TimeSeries Database(TSDB)
TSDB is a time-series storage engine designed to store and query large volumes of time-series data. One of the key features of TSDB is its ability to automatically manage data storage over time, optimize performance and ensure that the system can scale to handle large workloads. TSDB empowers Measure
and Stream
relevant data.
Shard
In TSDB, the data in a group is partitioned into shards based on a configurable sharding scheme. Each shard is assigned to a specific set of storage nodes, and those nodes store and process the data within that shard. This allows BanyanDB to scale horizontally by adding more storage nodes to the cluster as needed.
- Buffer: It is typically implemented as an in-memory queue managed by a shard. When new time-series data is ingested into the system, it is added to the end of the queue, and when the buffer reaches a specific size, the data is flushed to disk in batches.
- SST: When a bucket of buffer becomes full or reaches a certain size threshold, it is flushed to disk as a new Sorted String Table (SST) file. This process is known as compaction.
- Segments and Blocks: Time-series data is stored in data segments/blocks within each shard. Blocks contain a fixed number of data points and are organized into time windows. Each data segment includes an index that efficiently retrieves data within the block.
- Block Cache: It manages the in-memory cache of data blocks, improving query performance by caching frequently accessed data blocks in memory.
Write Path
The write path of TSDB begins when time-series data is ingested into the system. TSDB will consult the schema repository to check if the group exists, and if it does, then it will hash the SeriesID to determine which shard it belongs to.
Each shard in TSDB is responsible for storing a subset of the time-series data, and it uses a write-ahead log to record incoming writes in a durable and fault-tolerant manner. The shard also holds an in-memory index allowing fast lookups of time-series data.
When a shard receives a write request, the data is written to the buffer as a series of buckets. Each bucket is a fixed-size chunk of time-series data typically configured to be several minutes or hours long. As new data is written to the buffer, it is appended to the current bucket until it is full.

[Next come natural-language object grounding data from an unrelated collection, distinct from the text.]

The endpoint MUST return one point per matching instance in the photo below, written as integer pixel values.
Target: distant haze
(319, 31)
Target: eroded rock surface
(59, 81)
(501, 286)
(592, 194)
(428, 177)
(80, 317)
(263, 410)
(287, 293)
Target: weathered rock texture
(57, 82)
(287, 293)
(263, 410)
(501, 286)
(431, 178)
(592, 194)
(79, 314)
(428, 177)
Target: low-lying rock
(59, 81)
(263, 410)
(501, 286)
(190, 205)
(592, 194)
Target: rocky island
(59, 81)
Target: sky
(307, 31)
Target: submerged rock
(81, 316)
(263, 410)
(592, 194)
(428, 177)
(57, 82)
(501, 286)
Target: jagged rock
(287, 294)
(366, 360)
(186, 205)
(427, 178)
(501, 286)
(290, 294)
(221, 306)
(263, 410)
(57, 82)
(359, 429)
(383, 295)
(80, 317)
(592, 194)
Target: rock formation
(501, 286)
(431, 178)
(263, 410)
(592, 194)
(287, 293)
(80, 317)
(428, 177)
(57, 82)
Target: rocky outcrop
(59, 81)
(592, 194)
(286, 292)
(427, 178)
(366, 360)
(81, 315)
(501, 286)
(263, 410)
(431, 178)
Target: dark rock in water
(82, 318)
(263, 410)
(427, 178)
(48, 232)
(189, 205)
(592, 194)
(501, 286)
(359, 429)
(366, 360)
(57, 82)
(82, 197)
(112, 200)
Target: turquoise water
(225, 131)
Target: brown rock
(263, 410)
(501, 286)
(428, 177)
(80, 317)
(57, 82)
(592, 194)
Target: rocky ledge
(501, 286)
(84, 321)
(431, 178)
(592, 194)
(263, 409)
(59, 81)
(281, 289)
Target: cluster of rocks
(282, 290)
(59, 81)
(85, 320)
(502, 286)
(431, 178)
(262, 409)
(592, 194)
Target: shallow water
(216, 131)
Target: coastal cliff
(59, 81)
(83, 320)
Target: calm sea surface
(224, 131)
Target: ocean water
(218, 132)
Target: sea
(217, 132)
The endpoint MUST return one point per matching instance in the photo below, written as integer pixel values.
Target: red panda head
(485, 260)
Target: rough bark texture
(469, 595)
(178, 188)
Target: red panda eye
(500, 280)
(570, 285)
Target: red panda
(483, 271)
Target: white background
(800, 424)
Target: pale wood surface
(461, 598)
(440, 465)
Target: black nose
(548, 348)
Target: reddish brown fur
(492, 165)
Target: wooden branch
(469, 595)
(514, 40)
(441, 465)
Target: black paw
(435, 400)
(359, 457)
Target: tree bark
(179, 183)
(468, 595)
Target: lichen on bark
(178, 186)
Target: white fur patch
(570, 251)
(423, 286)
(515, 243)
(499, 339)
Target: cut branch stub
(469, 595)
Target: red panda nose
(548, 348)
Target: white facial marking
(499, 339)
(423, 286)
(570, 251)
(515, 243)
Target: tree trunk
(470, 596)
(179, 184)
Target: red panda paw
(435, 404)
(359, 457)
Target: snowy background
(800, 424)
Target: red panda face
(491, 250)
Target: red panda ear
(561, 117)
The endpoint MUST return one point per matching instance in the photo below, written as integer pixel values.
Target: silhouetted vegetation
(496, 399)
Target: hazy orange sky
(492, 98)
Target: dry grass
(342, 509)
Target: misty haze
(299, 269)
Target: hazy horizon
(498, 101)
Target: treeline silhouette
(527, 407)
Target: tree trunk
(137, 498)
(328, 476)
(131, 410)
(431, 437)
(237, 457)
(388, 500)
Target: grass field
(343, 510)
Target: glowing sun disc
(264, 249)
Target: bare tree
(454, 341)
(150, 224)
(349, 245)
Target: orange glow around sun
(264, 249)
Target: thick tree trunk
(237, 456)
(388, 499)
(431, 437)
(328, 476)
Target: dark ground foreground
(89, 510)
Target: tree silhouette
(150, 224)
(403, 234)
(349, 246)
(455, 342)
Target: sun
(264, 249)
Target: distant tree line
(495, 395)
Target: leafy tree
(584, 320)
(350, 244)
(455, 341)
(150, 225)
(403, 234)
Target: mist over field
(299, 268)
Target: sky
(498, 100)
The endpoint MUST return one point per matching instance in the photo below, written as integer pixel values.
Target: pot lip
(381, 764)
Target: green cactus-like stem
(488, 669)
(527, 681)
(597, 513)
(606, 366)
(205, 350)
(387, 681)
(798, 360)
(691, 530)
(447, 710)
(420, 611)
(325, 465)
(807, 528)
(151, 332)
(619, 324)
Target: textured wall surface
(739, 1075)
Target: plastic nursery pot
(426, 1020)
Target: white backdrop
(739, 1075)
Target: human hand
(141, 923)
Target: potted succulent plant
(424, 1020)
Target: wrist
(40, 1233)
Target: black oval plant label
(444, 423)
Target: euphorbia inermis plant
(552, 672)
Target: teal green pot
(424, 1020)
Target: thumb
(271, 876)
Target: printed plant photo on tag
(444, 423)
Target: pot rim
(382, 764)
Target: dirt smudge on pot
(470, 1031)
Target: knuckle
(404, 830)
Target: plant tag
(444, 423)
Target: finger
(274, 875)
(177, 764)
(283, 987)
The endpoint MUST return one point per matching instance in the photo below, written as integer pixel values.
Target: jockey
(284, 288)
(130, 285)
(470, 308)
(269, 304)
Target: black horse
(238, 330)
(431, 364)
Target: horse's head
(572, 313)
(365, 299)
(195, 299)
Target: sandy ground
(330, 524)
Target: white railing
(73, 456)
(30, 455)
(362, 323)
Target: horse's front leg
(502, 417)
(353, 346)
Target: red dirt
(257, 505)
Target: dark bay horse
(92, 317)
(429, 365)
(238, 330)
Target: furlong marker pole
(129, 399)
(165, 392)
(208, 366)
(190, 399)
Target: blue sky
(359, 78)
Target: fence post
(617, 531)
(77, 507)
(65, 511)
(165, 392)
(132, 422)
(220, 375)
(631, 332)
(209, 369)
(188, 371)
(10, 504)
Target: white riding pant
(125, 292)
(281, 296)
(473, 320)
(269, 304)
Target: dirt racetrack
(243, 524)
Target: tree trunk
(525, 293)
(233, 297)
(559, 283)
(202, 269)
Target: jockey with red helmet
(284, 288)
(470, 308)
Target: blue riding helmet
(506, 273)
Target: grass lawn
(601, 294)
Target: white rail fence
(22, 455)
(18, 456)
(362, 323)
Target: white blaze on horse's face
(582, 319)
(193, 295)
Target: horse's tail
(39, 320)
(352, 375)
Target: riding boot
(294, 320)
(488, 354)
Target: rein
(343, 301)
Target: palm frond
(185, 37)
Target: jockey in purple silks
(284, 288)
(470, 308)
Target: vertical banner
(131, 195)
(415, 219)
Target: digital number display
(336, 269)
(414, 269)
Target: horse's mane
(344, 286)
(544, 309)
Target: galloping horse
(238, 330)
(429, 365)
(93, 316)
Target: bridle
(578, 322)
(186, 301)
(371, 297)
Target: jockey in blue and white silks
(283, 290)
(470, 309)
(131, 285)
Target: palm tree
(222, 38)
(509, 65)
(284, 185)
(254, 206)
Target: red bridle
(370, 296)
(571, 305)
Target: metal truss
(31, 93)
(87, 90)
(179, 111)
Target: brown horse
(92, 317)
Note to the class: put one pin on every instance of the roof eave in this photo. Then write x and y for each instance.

Once the bucket is full, it is closed, and a new bucket is created to continue buffering writes.
Once a bucket is closed, it is stored as a single SST in a shard. The file is indexed and added to the index for the corresponding time range and resolution.
Read Path
The read path in TSDB retrieves time-series data from disk or memory and returns it to the query engine. The read path comprises several components: the buffer, cache, and SST file. The following is a high-level overview of how these components work together to retrieve time-series data in TSDB.
The first step in the read path is to perform an index lookup to determine which blocks contain the desired time range. The index contains metadata about each data block, including its start and end time and its location on disk.
If the requested data is present in the buffer (i.e., it has been recently written but not yet persisted to disk), the buffer is checked to see if the data can be returned directly from memory. The read path determines which bucket(s) contain the requested time range. If the data is not present in the buffer, the read path proceeds to the next step.
If the requested data is present in the cache (i.e., it has been recently read from disk and is still in memory), it is checked to see if the data can be returned directly from memory. The read path proceeds to the next step if the data is not in the cache.
The final step in the read path is to look up the appropriate SST file on disk. Files are the on-disk representation of data blocks and are organized by shard and time range. The read path determines which SST files contain the requested time range and reads the appropriate data blocks from the disk.